Dense, artistic Florence

The explanation for urban power seems to be that cities foster creativity—more than any other institution. According to urban researcher Geoffrey West, city-dwellers produce more patents per person than their rural counterparts. In fact, the city’s advantage in patents per capita increases by 15% every time the population doubles, leading to exponential jumps as urban populations get really big. That data squares with less measurable evidence that city-dwellers produce more art, literature, and technology per capita than country-folk. What’s the source of this advantage? Crowding. The more we interact with other people, the more their practices, cultures, and off-beat ideas lead us to creative leaps. And the better a city is at fostering idea-exchanges across networks, the greater its creative output. That networking effect explains why some cities stand out above their peers, like Classical Athens for philosophy, Hellenistic Alexandria for science, Renaissance Florence for art and architecture, Elizabethan London for literature, Belle Époque Paris for the arts, and today’s Silicon Valley (a tightly connected uber-metropolis) for information technology.

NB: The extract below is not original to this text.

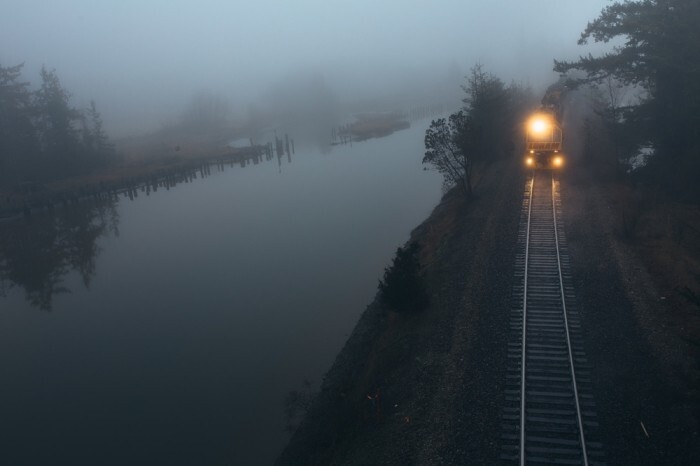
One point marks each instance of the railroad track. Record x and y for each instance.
(549, 412)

The result of all this creativity? Cities get rich, despite all their disadvantages. That wealth and cities’ creative energy draw immigrants from the country.

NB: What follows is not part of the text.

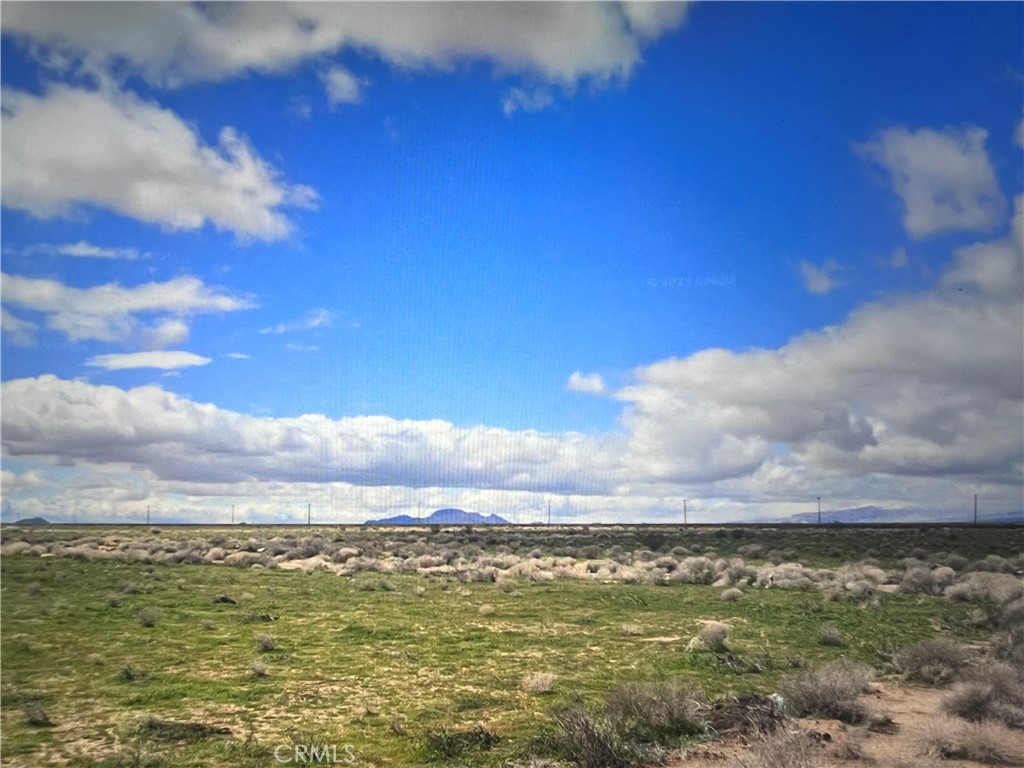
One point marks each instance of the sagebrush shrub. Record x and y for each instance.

If you’ve read much ancient history, that explanation probably resonates. The moment cities appear in places like Sumer, Egypt, China, and Mesoamerica, you get explosions of technology, architecture, governance, literature, and art—and innovations like writing systems, number systems, wheels, sailboats, bureaucracy, ziggurats, pyramids, palaces, statuary, epic mythology, tomb painting, business records, and much more.

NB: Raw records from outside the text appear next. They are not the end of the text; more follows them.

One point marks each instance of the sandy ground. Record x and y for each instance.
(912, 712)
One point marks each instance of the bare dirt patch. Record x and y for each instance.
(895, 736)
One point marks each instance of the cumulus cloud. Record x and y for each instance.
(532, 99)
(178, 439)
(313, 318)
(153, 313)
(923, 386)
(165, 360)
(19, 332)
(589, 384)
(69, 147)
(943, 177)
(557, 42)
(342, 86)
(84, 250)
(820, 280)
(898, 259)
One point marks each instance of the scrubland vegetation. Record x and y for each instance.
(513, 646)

I think urban creativity has implications for the future, too. Creativity research suggests the urban advantage requires in-person interactions, not virtual connections. One study, for instance, found that teammates working together in person solve problems faster than teams connected via the Internet. Another found that the most influential scientific papers tend to be written by researchers located close together. If in-person interaction does carry a major advantage, there’s a flaw in widely discussed predictions of a grim future for Western economies. In his 2005 book The World is Flat, Thomas Friedman argues that technology is flattening the world—that the Internet and other communications systems make location unimportant. So jobs will continue to flee wealthy countries like the U.S. to lower-cost workers in India and other developing countries, connected to distant centers of innovation via the Internet. But if creativity thrives where innovators connect in person—in cities—the world will never be flat. The best jobs and the greatest productivity will remain in the creative cities that power the world economy, including Western centers of innovation like New York, the Silicon Valley, London, and Munich. Perhaps Americans and other Westerners should worry about competition from cities overseas. But we don’t need to worry quite so much about foreign workers taking the best jobs produced by our cities. Creativity requires frequent, regular in person interaction—just as much in the Twenty-First Century as during distant antiquity, when cities began their march across the globe.




© 2013 by David Carthage.


  1. Neanderthal man likes good fud from fancy restaurants

    But what happens if communications tools rapidly evolve and improve consequentially over the state-of-the-art today? Perhaps then cities will lose their advantage?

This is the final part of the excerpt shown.